Gotistobart shows early survival advantage over docetaxel in pretreated squamous NSCLC
Early results from stage I of the phase 3 PRESERVE-003 trial showed gotistobart improved overall survival versus docetaxel in previously treated metastatic squamous NSCLC. Objective response rate and duration of response also favored gotistobart, while progression-free survival did not differ significantly.
Gotistobart showed early survival results from the first stage of the phase 3 PRESERVE-003 trial as a chemotherapy-free treatment for certain patients with non-small cell lung cancer. In patients with metastatic squamous disease previously treated with a PD-L1 inhibitor or PD-1 inhibitor and platinum-based chemotherapy, overall survival had not been reached with gotistobart monotherapy compared with 9.95 months with docetaxel-based chemotherapy after a median follow-up of 14.5 months.

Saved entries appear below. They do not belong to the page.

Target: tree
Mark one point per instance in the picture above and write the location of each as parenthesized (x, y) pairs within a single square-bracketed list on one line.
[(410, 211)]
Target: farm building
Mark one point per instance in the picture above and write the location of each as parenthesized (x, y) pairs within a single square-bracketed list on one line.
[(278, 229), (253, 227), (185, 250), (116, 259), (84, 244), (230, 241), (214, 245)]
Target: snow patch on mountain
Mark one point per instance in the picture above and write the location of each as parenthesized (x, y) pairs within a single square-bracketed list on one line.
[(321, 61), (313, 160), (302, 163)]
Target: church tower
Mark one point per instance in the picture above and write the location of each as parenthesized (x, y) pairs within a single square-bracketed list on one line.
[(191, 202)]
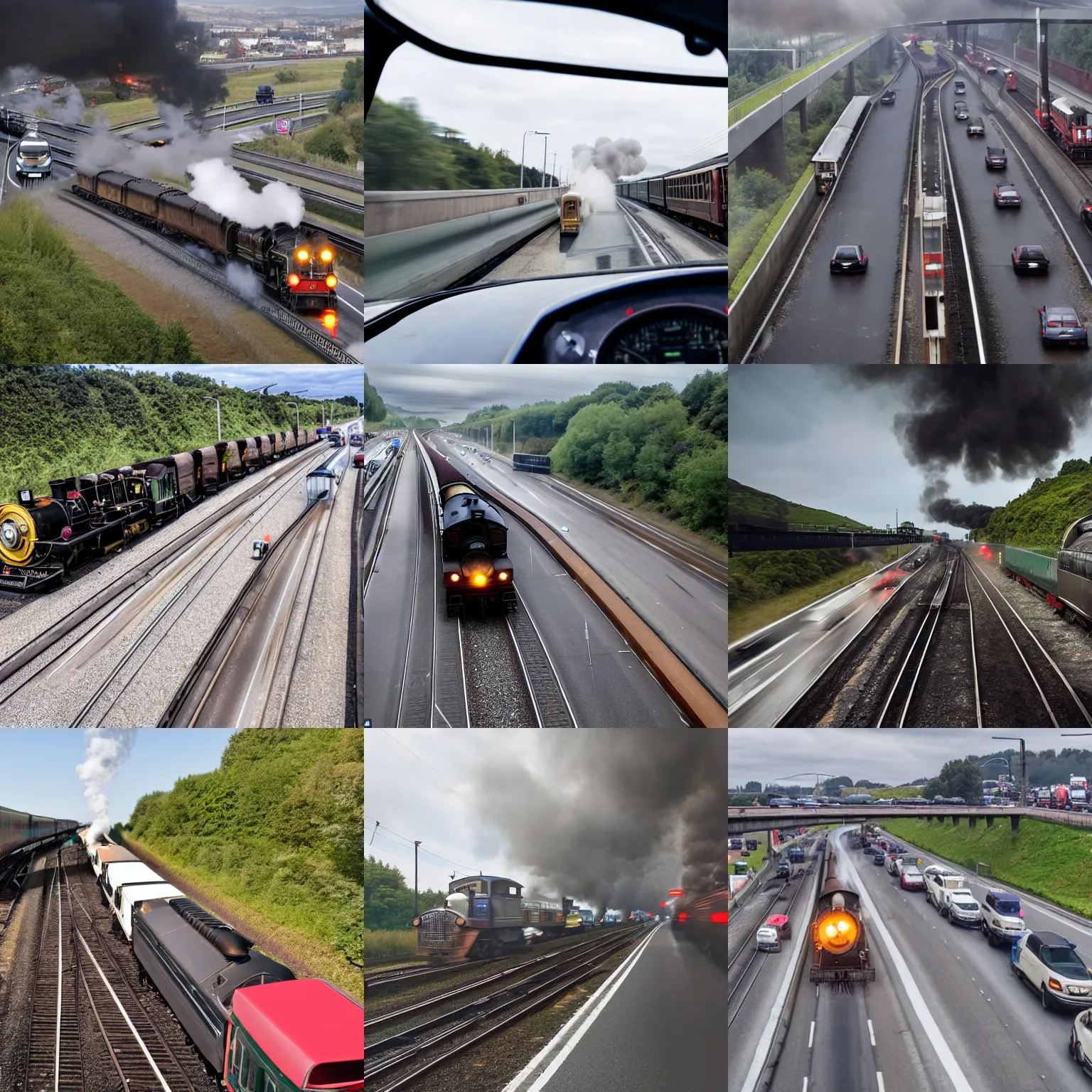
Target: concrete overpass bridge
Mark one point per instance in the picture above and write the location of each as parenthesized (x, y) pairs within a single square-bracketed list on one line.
[(748, 820)]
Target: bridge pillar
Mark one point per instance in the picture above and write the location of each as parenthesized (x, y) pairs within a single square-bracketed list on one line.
[(768, 153)]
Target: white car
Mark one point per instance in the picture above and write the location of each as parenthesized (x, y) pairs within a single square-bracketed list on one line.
[(1053, 968), (963, 908)]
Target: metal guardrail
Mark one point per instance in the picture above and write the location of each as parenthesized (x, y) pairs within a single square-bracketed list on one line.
[(327, 346), (294, 167)]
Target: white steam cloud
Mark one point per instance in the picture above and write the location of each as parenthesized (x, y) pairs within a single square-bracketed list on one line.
[(106, 749), (224, 189)]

The trial enrolled patients aged 18 years or older with stage III-IV metastatic disease. In stage I, patients with metastatic squamous disease in the per-protocol analysis were randomly assigned to gotistobart (n = 45) or docetaxel (n = 42). Those randomly assigned to gotistobart received 6 mg/kg every 3 weeks with two loading doses of 10 mg/kg every 3 weeks, while those on docetaxel received 75 mg/m2 every 3 weeks.
Overall survival was the primary endpoint. In patients with metastatic squamous disease, overall survival had not been reached with gotistobart monotherapy (95% CI, 9.3 to not estimable) compared with 9.95 months (95% CI, 6.8-11.93) with docetaxel-based chemotherapy (hazard ratio 0.46; 95% CI, 0.25-0.84; P = .01 [nominal]).
Secondary endpoints also favored gotistobart. Patients treated with gotistobart had a higher objective response rate and a longer median duration of response than those receiving docetaxel, at 20% versus 4.8% and 11.0 versus 3.8 months, respectively. Progression-free survival did not differ significantly between groups, with median progression-free survival of 2.4 months (95% CI, 2.1-4.5) for gotistobart and 2.6 months (95% CI, 2.1-3.9) for docetaxel (hazard ratio 0.69; 95% CI, 0.42-1.13).
All patients had previously received a PD-L1 inhibitor or PD-1 inhibitor and platinum-based chemotherapy, with prior dual immunotherapy treatment allowed. About 7% of trial participants had previously received a different anti-CTLA-4 treatment. The groups were roughly comparable in terms of age and mostly male. Overall, 71% of patients were Asian and roughly 25% were White. Liver and brain metastases were more common at baseline among patients receiving gotistobart than among those receiving docetaxel.
Gotistobart is a pH-sensitive CTLA-4 antibody that depletes regulatory T cells in the acidic tumor microenvironment. In terms of safety, grade 3 or greater adverse events occurred in 42.2% and 48.3% of patients receiving gotistobart and docetaxel, respectively, while serious adverse events occurred in 42.2% versus 29.3%. There were two deaths in the gotistobart arm, though these were not considered treatment-related, and there were no unexpected toxicities in either group. The most commonly reported adverse events were gastrointestinal, hepatic lab abnormalities, and infusion-related reactions.
Data for patients with non-squamous NSCLC in stage I were not presented. The study was sponsored by OncoC4, and BioNTech SE conducted and collaborated on the study.